Вот и продолжилось мое путешествие по книгам Ремарка, с точки отправления "Триумфальная арка" и пролегающее ныне на "Земля обетованная". Гениальный писатель, великолепные книги. Это самое малое, что я могу выразить словами, как человек далекий от литературного слога и подробных величественных эпитетов. Тем не менее, как читатель, окунувшийся в сироп его повествований я бы хотел поразмышлять и выделить отрывки, которые меня зацепили.
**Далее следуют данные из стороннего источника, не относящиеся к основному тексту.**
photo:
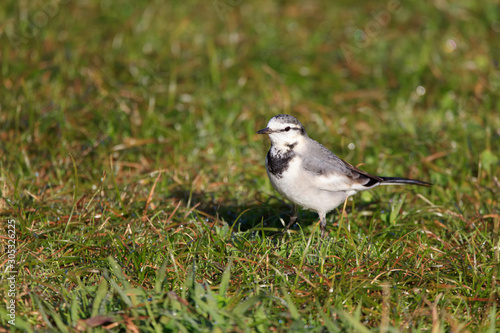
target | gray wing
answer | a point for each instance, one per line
(321, 161)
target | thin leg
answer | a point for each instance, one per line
(322, 224)
(293, 218)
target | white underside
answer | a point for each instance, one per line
(311, 191)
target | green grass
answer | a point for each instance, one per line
(130, 163)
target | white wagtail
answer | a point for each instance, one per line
(309, 175)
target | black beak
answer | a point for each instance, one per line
(266, 130)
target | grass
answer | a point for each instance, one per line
(130, 164)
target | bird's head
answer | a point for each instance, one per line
(284, 131)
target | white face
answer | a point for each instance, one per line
(284, 131)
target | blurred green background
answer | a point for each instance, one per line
(130, 126)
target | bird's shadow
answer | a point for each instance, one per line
(267, 216)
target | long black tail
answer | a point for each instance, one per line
(399, 181)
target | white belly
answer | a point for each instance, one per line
(304, 189)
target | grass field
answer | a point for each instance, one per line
(134, 195)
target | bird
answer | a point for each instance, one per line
(309, 175)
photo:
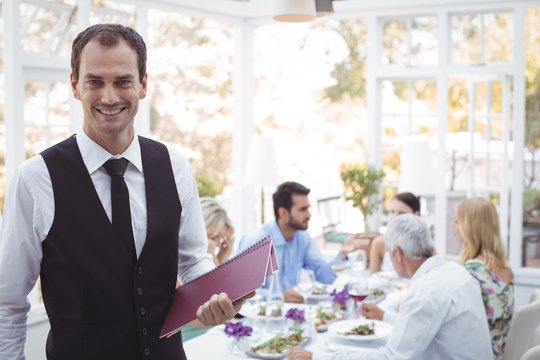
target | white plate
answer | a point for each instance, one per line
(338, 328)
(265, 356)
(250, 310)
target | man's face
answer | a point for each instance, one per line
(299, 215)
(109, 89)
(397, 260)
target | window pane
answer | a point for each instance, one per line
(191, 93)
(112, 12)
(531, 176)
(466, 39)
(310, 97)
(424, 41)
(395, 42)
(48, 27)
(498, 37)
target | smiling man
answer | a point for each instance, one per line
(108, 219)
(295, 249)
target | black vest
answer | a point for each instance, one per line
(103, 304)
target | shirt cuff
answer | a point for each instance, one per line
(317, 355)
(390, 317)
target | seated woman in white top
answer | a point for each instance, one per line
(402, 203)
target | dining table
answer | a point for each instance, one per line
(214, 343)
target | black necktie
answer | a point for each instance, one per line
(121, 214)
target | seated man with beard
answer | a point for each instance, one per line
(295, 249)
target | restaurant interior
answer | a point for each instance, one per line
(441, 98)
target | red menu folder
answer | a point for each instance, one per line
(237, 277)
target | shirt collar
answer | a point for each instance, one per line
(430, 263)
(94, 156)
(277, 236)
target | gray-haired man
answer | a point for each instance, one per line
(440, 317)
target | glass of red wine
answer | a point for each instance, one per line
(358, 290)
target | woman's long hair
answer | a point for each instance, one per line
(479, 228)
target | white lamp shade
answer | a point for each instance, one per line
(324, 7)
(294, 10)
(417, 169)
(262, 168)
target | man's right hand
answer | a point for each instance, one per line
(293, 296)
(372, 311)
Мы остановились перед двумя большими, ярко освещенными окнами. Оказалось, это витрина. Рыба и прочая морская живность были выложены здесь на мерцающем насте дробленого льда. Аккуратные шеренги рыб живо поблескивали серебром чешуи, но смотрели тусклыми, мертвыми глазами; разлапистые крабы отливали розовым — уже сварены; зато огромные омары, походившие в своих черных панцирях на средневековых рыцарей, были еще живы. Поначалу это было не заметно, и лишь потом ты замечал слабые подрагивания усов и черных, выпученных глаз пуговицами. Эти глаза смотрели, они смотрели и двигались. Огромные клешни лежали почти неподвижно: в их сочленения были воткнуты деревянные шпеньки, дабы хищники не покалечили друг друга.
— Ну разве это жизнь, — сказал я.
— На льду, распятые, и даже пикнуть не смей. Прямо как эмигранты беспаспортные.
— Я тебе закажу одного. Самого крупного. Я отказался:
— Не сегодня, Роберт. Не хочу свой первый же день ознаменовывать убийством. Сохраним жизнь этим несчастным. Даже столь жалкое существование им, наверное, кажется жизнью, и они готовы ее защищать. Закажу-ка я лучше крабов. Они уже сварены. А ты что будешь?
— Омара! Хочу избавить его от мук.
— Два мировоззрения, — заметил я. — У тебя более жизненное. Мое недостаточно критично.
А что делать когда два мировоззрения живут в тебе постоянно? Как понять какое тебе ближе? Почему для нас, омар всего лишь блюдо в ресторане, а не существо, которое чувствует боль? Почему мы придумываем оправдания для себя вроде таких - Он же уже мертвый и приготовленный, зачем же ему пропадать?
— Человек вообще не меняется, когда его совсем прижмет, он клянется начать праведную жизнь, но дай ему хоть чуток вздохнуть, и он разом забывает все свои клятвы.
— Одного не пойму, геройство это или идиотизм?
Ни отнять, ни добавить. Как много людей нашли себя в этих строках? Я да. Думаю о таких людях можно еще сказать, что они не учатся на своих ошибках.
Одиночество — это болезнь, очень гордая и на редкость вредная.
У тебя, похоже, хороший слух только на крайности, норму, к сожалению, ты вообще не слышишь.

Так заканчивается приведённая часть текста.